Study Design and Methods
Analysis Pipeline
The authors developed a five-step analysis pipeline to move from genetic variants to putative causal genes and mechanisms:
- Exposure and Outcome Association (eQTLWAS): An expression quantitative trait loci-wide association study (eQTLWAS) was performed using cis-eQTLs to uncover genetic variants associated with both nearby gene expression and cardiovascular traits.
- Fine-Mapping: Causal variants at associated loci were prioritized using FINEMAP software in the ALSPAC dataset.
- Causal Inference (Tissue-Specific MR): Two-sample Mendelian randomization (MR) using the Wald ratio method was applied. The exposure was gene expression derived from the Genotype-Tissue Expression Project (GTEx) across cardiovascular-relevant tissues (e.g., adipose, liver, heart, artery) and brain areas. The outcome data came from large-scale GWAS consortia for traits like cholesterol, BMI, and triglycerides.
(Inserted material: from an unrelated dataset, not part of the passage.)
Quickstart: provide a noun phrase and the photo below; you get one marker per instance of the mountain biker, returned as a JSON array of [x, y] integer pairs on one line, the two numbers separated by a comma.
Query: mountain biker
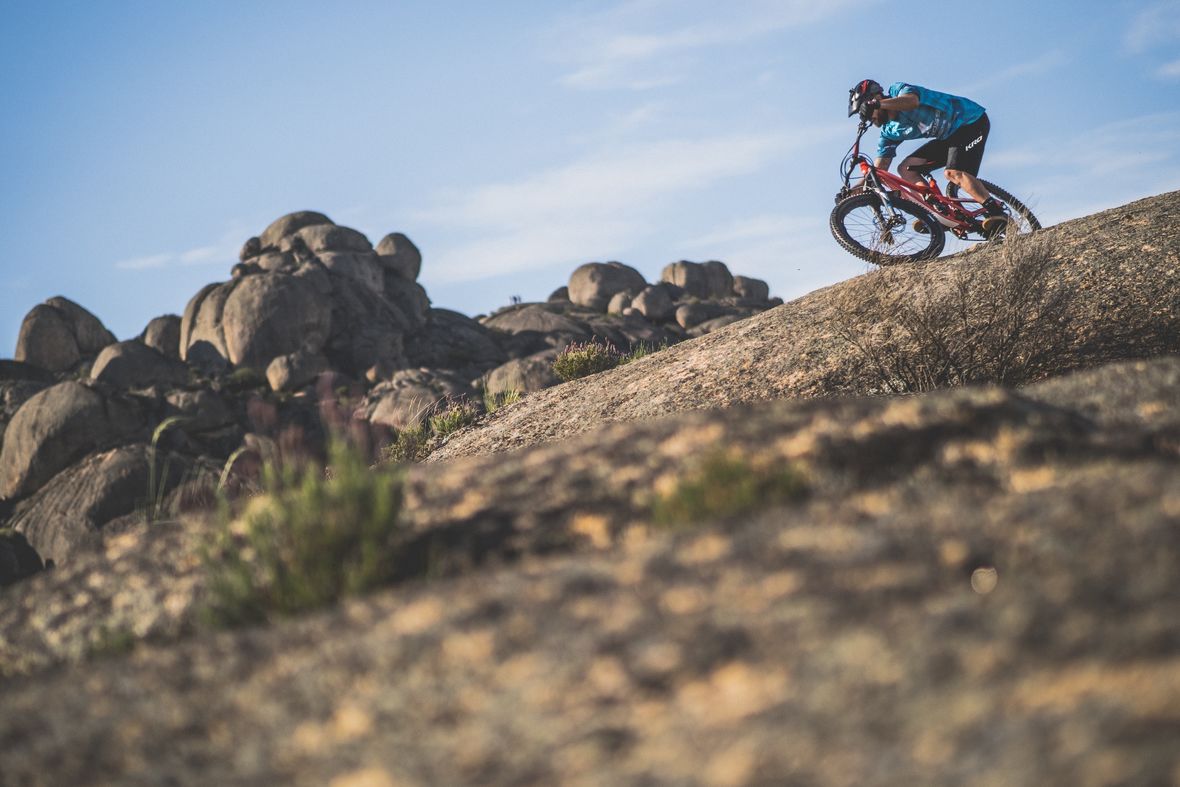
[[957, 129]]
- Shared Causal Variant (Multiple-Trait Colocalization): Bayesian multiple-trait colocalization (moloc) was used to assess whether the same underlying genetic variant influences both gene expression and the cardiovascular trait, and/or DNA methylation (using ARIES mQTL data), which helps rule out linkage disequilibrium as the sole explanation.
- Genome-Wide Application: The pipeline was applied genome-wide using summary statistics from large-scale GWAS to discover novel signals.
Data Sources
- Discovery Cohort: Avon Longitudinal Study of Parents and Children (ALSPAC) was used to identify initial associations.
- eQTL Data: Initial eQTLs were obtained from the Framingham Heart Study (FHS) for eQTLWAS. For the tissue-specific MR, data from the Genotype-Tissue Expression Project (GTEx v6p) across various tissues was used.
- mQTL Data: DNA methylation data was sourced from the Accessible Resource for Integrated Epigenomics Studies (ARIES) cohort (ALSPAC mothers).
- GWAS Outcomes: Summary statistics were taken from major GWAS consortia for cardiovascular and anthropometric traits.
Conclusions and Recommendations
The study confirms that the genetic susceptibility to complex diseases, such as CVD, is modulated by differential changes in tissue-specific gene expression and DNA methylation.
The authors conclude that the developed pipeline is a valuable resource for elucidating biological mechanisms and prioritizing putative causal genes at loci where conventional GWAS provides ambiguous results due to co-regulated proximal genes. The findings, particularly those that suggest genetic loci influence cardiovascular traits early in the life course (via validation in ALSPAC), allow for a longer window of intervention for disease prevention. Future research requires more comprehensive tissue-specific DNA methylation data to further validate these complex causal pathways.